Aus gut 40 jährigerer Erfahrung kann ich mit ruhigen Gewissen sagen, dass es Funktionsträger gibt, die unterhalten sich mit ihren "Wählern" nur wenn eine Neuwahl ansteht. Hier ist es das gleiche .... Der Mensch (hier Angler, woander z.B. Gewerkschaftler) fängt erst beim Vereinsvorsitzenden (woanders Ortsgruppenvorsteher) an ....


----------



## GandRalf (9. April 2015)

*AW: Offener Brief an Frau Dr. Happach-Kasan und die Mitgliedsverbände des DAFV*

Definiere bitte "Unterhalten".:q


----------



## RuhrfischerPG (9. April 2015)

*AW: Offener Brief an Frau Dr. Happach-Kasan und die Mitgliedsverbände des DAFV*



GandRalf schrieb:


> Definiere bitte "Unterhalten".:q



Böööse


----------



## Knispel (9. April 2015)

*AW: Offener Brief an Frau Dr. Happach-Kasan und die Mitgliedsverbände des DAFV*



GandRalf schrieb:


> Definiere bitte "Unterhalten".:q



Diese kann verbal in einer öffentlichen Sitzung oder schriftlich über ein Forum erfolgen bzw. wie bei unserem BV über nicht beachten der Realität oder leben in einer selbstgemachten heilen (Traum) Welt - das denn aber ein Unterhaltungswert in der Realen darstellt . Es kann aber auch ein gewisser Grad von Autismus sein , denn tut es mir nur leid .


----------



## GandRalf (9. April 2015)

*AW: Offener Brief an Frau Dr. Happach-Kasan und die Mitgliedsverbände des DAFV*

Eine Unterhaltung zu verweigern, bzw. nicht einzugehen, hat einen gewissen Unterhaltungswert!


----------



## RuhrfischerPG (9. April 2015)

*AW: Offener Brief an Frau Dr. Happach-Kasan und die Mitgliedsverbände des DAFV*

Unterhalten im anderen Sinne klappt beim DAFV auch rein materiell über € der Mitglieder 

Man könnte mangels Gegenleistung auch guten Gewissens von durchschnorren reden.
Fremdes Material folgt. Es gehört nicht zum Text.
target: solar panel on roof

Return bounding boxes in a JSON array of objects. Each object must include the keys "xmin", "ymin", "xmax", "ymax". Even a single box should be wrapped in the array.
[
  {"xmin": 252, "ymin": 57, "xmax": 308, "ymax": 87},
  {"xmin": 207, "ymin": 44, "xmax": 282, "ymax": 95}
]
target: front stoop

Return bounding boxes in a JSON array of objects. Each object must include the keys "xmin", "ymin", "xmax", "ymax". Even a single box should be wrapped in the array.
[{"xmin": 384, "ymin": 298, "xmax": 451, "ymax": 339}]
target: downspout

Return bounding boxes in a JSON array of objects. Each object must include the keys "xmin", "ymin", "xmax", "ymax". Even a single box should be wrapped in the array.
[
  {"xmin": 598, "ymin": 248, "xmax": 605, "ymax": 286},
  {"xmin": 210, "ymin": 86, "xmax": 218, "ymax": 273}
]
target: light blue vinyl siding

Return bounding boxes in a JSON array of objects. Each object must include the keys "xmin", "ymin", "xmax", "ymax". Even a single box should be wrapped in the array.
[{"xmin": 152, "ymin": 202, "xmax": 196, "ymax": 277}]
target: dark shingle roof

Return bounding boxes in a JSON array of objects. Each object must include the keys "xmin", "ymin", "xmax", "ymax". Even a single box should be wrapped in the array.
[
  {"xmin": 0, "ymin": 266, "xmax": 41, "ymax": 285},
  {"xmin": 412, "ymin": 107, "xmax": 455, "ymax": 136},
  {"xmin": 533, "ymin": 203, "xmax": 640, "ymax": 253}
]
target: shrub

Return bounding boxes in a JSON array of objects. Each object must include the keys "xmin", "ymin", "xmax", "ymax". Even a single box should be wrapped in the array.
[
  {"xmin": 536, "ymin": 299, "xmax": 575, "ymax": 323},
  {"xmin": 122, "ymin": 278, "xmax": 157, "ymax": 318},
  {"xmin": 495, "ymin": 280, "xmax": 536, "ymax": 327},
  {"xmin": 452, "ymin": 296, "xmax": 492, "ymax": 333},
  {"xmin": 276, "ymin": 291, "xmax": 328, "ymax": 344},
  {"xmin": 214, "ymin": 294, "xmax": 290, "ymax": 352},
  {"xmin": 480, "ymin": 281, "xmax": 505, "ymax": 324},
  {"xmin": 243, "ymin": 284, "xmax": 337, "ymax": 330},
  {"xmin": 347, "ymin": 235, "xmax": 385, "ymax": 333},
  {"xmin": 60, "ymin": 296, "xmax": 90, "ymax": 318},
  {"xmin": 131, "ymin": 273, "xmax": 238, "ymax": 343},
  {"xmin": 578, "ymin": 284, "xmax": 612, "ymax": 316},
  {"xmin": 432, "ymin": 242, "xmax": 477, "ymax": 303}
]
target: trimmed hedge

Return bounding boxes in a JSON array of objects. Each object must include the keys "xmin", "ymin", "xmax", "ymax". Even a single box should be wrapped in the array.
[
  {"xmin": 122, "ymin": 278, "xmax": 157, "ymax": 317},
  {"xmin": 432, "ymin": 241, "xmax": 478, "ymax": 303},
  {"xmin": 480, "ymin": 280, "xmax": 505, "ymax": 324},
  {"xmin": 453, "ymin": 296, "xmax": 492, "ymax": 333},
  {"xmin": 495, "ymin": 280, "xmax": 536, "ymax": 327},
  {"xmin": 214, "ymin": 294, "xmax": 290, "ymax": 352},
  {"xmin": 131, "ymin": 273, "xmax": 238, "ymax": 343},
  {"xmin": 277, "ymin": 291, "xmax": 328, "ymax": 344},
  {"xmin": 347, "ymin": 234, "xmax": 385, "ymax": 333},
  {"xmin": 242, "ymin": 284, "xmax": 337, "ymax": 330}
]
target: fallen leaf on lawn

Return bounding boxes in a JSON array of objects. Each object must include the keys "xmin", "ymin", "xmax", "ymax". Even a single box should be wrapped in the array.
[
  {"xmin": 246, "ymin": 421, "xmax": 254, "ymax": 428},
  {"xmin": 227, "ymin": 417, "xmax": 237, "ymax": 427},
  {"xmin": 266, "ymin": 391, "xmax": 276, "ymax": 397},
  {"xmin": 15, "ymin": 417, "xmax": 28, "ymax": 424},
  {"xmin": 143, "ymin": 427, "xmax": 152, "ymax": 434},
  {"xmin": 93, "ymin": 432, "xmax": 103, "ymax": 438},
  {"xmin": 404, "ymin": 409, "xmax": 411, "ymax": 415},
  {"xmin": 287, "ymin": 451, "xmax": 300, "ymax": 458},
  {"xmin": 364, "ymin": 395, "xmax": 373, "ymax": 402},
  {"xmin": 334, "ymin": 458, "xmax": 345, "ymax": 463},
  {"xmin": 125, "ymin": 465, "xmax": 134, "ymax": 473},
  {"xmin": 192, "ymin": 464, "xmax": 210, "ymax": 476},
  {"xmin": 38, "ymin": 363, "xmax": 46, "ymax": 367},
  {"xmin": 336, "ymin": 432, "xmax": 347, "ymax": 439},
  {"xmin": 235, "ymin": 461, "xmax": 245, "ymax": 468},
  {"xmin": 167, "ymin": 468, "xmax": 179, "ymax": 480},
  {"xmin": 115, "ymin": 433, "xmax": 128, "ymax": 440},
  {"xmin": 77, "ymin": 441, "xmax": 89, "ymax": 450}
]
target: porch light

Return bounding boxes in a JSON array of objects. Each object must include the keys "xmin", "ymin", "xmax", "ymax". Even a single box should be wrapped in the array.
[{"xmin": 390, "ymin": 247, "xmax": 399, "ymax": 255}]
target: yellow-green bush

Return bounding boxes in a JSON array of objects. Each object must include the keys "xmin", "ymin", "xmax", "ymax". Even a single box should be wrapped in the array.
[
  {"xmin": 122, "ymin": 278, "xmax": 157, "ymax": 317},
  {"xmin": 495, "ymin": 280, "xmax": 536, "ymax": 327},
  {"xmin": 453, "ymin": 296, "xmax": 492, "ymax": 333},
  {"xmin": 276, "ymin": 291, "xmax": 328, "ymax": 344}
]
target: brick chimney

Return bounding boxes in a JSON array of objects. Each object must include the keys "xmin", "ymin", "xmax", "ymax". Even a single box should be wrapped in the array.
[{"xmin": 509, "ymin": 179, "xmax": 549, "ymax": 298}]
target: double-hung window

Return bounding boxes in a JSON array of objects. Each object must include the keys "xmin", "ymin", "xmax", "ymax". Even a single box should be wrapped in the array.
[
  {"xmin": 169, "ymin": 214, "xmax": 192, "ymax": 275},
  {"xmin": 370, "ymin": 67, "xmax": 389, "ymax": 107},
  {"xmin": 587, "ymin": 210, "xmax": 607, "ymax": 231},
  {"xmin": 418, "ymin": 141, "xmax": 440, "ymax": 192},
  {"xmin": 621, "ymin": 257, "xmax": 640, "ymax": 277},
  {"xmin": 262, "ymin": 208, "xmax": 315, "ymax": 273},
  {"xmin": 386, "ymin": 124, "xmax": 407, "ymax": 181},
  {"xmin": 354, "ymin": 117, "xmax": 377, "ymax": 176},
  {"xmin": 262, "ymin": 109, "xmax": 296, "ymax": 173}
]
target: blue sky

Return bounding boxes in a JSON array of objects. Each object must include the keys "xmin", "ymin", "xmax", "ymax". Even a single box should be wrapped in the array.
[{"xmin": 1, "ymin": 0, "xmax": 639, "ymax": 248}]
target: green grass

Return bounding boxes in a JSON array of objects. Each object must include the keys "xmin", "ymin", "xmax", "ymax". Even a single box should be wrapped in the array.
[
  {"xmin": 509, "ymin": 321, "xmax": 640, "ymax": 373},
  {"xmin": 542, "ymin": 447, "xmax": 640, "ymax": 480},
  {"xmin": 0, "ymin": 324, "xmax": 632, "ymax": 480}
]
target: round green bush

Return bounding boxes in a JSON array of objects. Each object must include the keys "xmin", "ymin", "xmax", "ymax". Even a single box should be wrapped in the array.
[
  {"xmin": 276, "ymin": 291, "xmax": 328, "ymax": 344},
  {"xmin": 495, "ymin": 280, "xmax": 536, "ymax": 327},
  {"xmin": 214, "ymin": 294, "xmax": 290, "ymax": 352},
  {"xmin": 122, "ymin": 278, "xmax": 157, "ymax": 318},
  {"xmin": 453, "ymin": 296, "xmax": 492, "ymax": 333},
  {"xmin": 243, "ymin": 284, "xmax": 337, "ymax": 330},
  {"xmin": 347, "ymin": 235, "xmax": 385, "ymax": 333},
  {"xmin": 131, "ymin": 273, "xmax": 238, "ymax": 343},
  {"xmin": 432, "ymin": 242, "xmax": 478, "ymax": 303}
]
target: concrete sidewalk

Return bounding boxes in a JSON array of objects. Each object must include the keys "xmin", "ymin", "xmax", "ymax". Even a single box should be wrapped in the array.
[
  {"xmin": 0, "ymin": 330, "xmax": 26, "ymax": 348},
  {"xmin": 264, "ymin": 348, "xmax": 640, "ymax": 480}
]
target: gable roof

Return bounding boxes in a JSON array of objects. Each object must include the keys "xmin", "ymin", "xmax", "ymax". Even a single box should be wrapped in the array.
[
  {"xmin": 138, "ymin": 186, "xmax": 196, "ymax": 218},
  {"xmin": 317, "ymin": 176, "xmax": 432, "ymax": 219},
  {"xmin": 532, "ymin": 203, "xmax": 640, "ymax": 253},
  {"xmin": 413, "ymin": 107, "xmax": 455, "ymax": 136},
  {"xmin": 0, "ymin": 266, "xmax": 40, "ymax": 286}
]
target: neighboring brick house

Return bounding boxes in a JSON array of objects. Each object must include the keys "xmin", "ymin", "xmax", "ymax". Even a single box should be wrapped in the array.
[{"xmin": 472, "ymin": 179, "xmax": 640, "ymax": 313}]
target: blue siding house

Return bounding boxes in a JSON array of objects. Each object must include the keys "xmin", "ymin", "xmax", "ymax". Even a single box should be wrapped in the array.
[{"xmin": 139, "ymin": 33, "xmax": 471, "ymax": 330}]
Aber die Mehrheit der Alimentierer wollte dieses DAFV Kind ja anscheinend genau so


----------



## Riesenangler (9. April 2015)

*AW: Offener Brief an Frau Dr. Happach-Kasan und die Mitgliedsverbände des DAFV*

Im Falle des DAFV ist das kein Durchschnorren, sondern eher ein Unterschlagen von Leistungen.


----------



## kati48268 (9. April 2015)

*AW: Offener Brief an Frau Dr. Happach-Kasan und die Mitgliedsverbände des DAFV*



Riesenangler schrieb:


> ... sondern eher ein Unterschlagen von Leistungen.


Exakt.

 So mal aus privater Sicht, oder aus Sicht eines Vereinsvorstands:
 Was macht man, wenn ein Dienstleister seine Leistung 2 Jahre lang nicht ansatzweise bringt, obwohl er bezahlt wurde?
 Gibt man dem dann noch mal ein, zwei Jahre?
 Legt man noch einmal eine Schüppe Kohle obendrauf, damit dann irgendwann mal eventuell...?
 Nein!
 Man schmeißt ihn raus!

 Leider verstehen viele Vorstände die Verbände nicht als Dienstleister, sondern als eine Art 'Obrigkeit'.
 Das ist nicht nur falsch, sondern auch noch blöd & verantwortungslos gegenüber den Mitgliedern.


----------



## Thomas9904 (9. April 2015)

*AW: Offener Brief an Frau Dr. Happach-Kasan und die Mitgliedsverbände des DAFV*

Nicht gegenüber den Mitgliedern (=Landes- und Spezialverbände)..

Die wollen das doch so und zocken die Kohle dafür von den organisierten Angelfischern in ihren Vereinen ab, die sich das wie ne Herde Schafe gefallen lässt..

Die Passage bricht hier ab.